The expression \( \left(x^{\square}\right)^{\square}=x^{20} \) provides an excellent opportunity to explore the **power of a power rule** in exponents. This mathematical rule is fundamental when dealing with exponents raised to another power. Here's the core idea:

• When you raise a power to another power, you simply multiply the exponents.
• The formula is written as \( \left(a^m\right)^n = a^{m \times n} \).

In our exercise, this means identifying two numbers \( a \) and \( b \) such that \( a \times b \) equals 20, given that \( \left(x^a\right)^b = x^{20} \). This approach simplifies complex exponential expressions, breaking them into manageable parts. To solve, we factor 20 into a product of two numbers.

To apply the power of a power rule effectively, we first need to **factorize** the number 20. Factorization is the process of breaking down a number into its multiplicative components or factors.

• It involves finding pairs of numbers which, when multiplied together, yield the original number (in this case, 20).
• The factor pairs of 20 are (1, 20), (2, 10), and (4, 5).
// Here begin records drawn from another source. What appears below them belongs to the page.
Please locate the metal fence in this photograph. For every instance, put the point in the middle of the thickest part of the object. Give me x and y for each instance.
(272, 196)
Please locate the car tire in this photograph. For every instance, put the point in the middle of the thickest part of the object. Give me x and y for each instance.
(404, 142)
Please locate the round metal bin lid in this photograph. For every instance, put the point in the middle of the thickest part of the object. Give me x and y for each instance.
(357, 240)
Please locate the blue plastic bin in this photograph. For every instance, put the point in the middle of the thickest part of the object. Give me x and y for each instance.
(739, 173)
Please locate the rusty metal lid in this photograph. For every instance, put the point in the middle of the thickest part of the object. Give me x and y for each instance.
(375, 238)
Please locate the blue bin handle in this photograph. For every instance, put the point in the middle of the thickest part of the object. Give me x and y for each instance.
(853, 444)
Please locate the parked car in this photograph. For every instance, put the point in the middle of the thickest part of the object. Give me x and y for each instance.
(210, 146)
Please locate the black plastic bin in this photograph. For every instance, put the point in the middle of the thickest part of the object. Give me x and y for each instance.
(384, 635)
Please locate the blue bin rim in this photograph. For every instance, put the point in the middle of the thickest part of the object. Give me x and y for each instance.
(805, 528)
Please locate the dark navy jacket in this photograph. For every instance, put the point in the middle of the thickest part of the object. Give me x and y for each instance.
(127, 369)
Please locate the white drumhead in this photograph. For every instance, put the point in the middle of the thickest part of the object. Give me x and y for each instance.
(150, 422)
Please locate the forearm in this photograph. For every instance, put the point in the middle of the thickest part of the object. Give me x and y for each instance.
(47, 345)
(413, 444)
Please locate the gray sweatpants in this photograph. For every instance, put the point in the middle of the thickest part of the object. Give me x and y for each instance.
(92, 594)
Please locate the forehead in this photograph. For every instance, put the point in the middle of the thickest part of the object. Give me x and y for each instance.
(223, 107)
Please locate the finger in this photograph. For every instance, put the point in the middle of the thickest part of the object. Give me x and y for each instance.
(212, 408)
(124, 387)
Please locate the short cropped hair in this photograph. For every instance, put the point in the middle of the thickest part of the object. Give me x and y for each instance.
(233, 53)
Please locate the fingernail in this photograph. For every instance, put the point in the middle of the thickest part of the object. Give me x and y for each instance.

This is crucial as it allows us to choose pairs that multiply to 20, informing us which exponents to use in the power expression \( \left(x^a\right)^b \). In this context, selecting the pair (4, 5), for example, transforms \( \left(x^4\right)^5 \) to the simpler form \( x^{20} \), maintaining the equation's integrity.

An **algebraic expression** like \( \left(x^{\square}\right)^{\square}=x^{20} \) consists of numbers, variables, and exponents. In algebra, these symbols express mathematical relationships and operations. Grasping the structure of such expressions is key to manipulating and solving them.

• An algebraic expression becomes an equation when it is set equal to another expression or number.
• In our problem, the expressions involve powers and exponents, characteristics typical of algebraic simplification tasks.

Understanding the components and how they relate to each other allows us to apply algebraic rules, like the power of a power rule, efficiently—resulting in a neatly solved equation.

**Math problem solving** involves a systematic approach to find solutions to mathematical questions or exercises, like our exponent equation. This methodical process is built on logical thinking and understanding mathematical principles.

• Start by comprehending the problem through careful reading and identifying all given information and required outcomes.
• Incorporate learned rules and factors, like the power of a power rule, and factorization to manage complex expressions logically.
• Trial and error can be useful in situations like choosing appropriate factor pairs.

This organized approach empowers students to handle algebraic challenges. By applying strategies such as breaking complex problems into simpler parts and methodically testing solutions, we achieve an accurate and efficient resolution.